The Concepts in Pure Mathematics course introduces students to foundational topics in discrete mathematics, number theory, and complex numbers. Key areas include set theory, equivalence relations, counting principles, functions, induction, recurrence relations, divisibility, GCD and LCM, congruences, and complex number operations with geometric interpretations. Students learn to apply these concepts to develop rigorous mathematical reasoning and prepare for advanced mathematical topics. Pedagogy combines interactive lectures, computational exercises, problem-solving sessions, and group discussions. Assessment includes exams, presentations, projects, and weekly problem sets, ensuring students build both theoretical understanding and practical skills in mathematical analysis and discrete problem-solving.
The Advanced Calculus course develops a deep understanding of calculus concepts with applications in modeling and problem-solving. It covers single-variable calculus review, ordinary differential equations (ODEs), partial derivatives, multiple integrals, and partial differential equations (PDEs), emphasizing graphical, numeric, symbolic, and descriptive approaches. Students learn to analyze and solve real-world problems, from mechanical oscillations to heat transfer, using advanced calculus techniques. Pedagogy combines interactive lectures, computational exercises, active learning, and group problem-solving. Evaluation includes exams, presentations, and discussions. By the end, students gain strong analytical skills and practical competence in applying advanced calculus to scientific, engineering, and mathematical contexts.
The Mathematics for Machine Learning course equips students with essential mathematical foundations for machine learning, including linear algebra, multivariable calculus, probability, and statistics. It covers optimization methods, linear and logistic regression, supervised and unsupervised learning, and neural networks. Students learn to analyze and interpret machine learning models, apply gradient-based optimization, and implement algorithms using programming tools like Python. Pedagogy combines interactive lectures, collaborative problem-solving, hands-on exercises, assignments, and projects. By the end of the course, students gain the mathematical and computational skills required to design, evaluate, and optimize machine learning models across real-world applications in AI and data science.
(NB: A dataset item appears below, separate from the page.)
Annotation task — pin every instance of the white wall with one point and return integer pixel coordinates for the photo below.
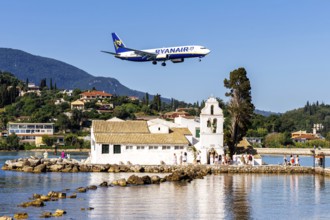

The Bayesian Inference course introduces students to the principles and applications of Bayesian statistics in real-life scenarios. It covers Bayesian and non-Bayesian inference, prior and posterior distributions, conjugate priors, and Bayes estimators under various loss functions. Students learn to determine and evaluate subjective, non-informative, and robust priors, construct conjugate prior families, and apply Bayesian interval estimation. Pedagogy combines classroom and laboratory sessions with assignments, quizzes, group discussions, presentations, and seminars to reinforce learning. By the end of the course, students gain practical skills in applying Bayesian inference to decision-making, estimation, and statistical modeling across diverse applied contexts.